"Why are you so miserable, then?"
"You know scopa. I lost nearly all of it the next night. Scopa ... Mamma mia, they swept me up." The man still had a sense of humour. Scopa, the name of a card game, also meant broom.
"Anyway, you still have some soldi left, so cheer up!"
Again the man shook his head. "I felt so badly - I knew my wife would be angry. Miserable, I was, and so I started drinking . . ."
"And that's where the rest of the money went," Rossi commented.
"No, only some of it. But I drank so much I went to sleep in the road outside the taverna, and when I woke up . . ."
"Your pockets were empty."
"Yes, some thieving stronzo . . ."
Rossi looked at the man and rubbed the side of his nose with a forefinger. "Perhaps your wife would not be so angry if she thought that ladrone stole all the wine money."

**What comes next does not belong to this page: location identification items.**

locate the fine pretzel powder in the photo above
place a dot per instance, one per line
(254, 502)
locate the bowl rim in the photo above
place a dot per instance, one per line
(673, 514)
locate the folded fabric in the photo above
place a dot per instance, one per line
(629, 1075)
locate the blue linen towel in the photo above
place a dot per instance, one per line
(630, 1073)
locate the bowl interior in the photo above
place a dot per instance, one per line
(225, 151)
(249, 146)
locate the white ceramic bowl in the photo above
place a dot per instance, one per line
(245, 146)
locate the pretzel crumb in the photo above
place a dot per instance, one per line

The man thought for a few moments and then shook his head. "No, I've been away too long for that. If I had come back the next day with that story it would have been all right, but I stayed longer . . . she knows."

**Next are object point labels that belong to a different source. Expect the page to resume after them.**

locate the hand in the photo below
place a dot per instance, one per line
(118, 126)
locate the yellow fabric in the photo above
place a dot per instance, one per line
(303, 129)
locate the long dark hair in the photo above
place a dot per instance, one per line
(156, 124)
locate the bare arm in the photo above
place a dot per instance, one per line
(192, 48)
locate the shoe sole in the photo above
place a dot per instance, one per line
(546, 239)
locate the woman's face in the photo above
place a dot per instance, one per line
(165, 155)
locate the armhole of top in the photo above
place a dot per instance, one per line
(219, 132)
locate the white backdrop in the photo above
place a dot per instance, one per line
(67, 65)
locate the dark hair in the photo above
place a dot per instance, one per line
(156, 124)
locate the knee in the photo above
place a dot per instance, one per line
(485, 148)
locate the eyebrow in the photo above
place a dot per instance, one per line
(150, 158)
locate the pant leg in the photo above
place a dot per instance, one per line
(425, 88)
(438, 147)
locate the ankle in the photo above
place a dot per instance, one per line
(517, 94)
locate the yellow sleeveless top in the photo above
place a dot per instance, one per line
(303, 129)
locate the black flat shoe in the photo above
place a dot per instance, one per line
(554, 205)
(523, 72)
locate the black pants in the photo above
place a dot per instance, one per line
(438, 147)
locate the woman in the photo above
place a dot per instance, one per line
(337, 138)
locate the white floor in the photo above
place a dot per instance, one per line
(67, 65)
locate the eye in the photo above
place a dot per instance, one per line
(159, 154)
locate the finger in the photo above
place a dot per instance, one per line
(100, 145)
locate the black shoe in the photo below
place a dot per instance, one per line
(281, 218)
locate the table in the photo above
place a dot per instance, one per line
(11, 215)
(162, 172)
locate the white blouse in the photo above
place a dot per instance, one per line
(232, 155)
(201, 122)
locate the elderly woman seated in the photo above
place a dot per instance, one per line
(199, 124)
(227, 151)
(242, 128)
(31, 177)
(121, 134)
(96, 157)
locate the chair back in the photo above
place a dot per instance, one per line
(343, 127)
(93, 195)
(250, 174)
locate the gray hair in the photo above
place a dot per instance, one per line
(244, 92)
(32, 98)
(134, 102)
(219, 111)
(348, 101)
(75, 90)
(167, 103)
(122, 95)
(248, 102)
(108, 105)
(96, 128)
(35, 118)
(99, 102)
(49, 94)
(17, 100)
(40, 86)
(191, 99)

"Not the first time, eh?" Ramage said understandingly. "Is this why your father-in-law speaks so badly of you?"
"You know about that, then?"
"At Pitigliano, at the sign of the scissors? Yes, of course. By the way, one of those falegnami has closed."
"I'm not surprised," the man said, shaking his head. "The one on the gate side? Yes, well, he drinks, you know."
And now, Ramage thought, we are all friends together. Time to ask some more questions without arousing the man's suspicions. "You didn't play scopa with any of the French soldiers, then?"
The man looked up at him, his eyes bloodshot and squinting as though the light was too bright. "The French soldiers went two weeks ago. The ones that came from Pitigliano, that is. The usual garrison is still there, but they don't play scopa. Some French game they have, with different cards from ours."
"So the taverns are quieter now," Ramage commented. "Where have the French taken their money to now, I wonder?"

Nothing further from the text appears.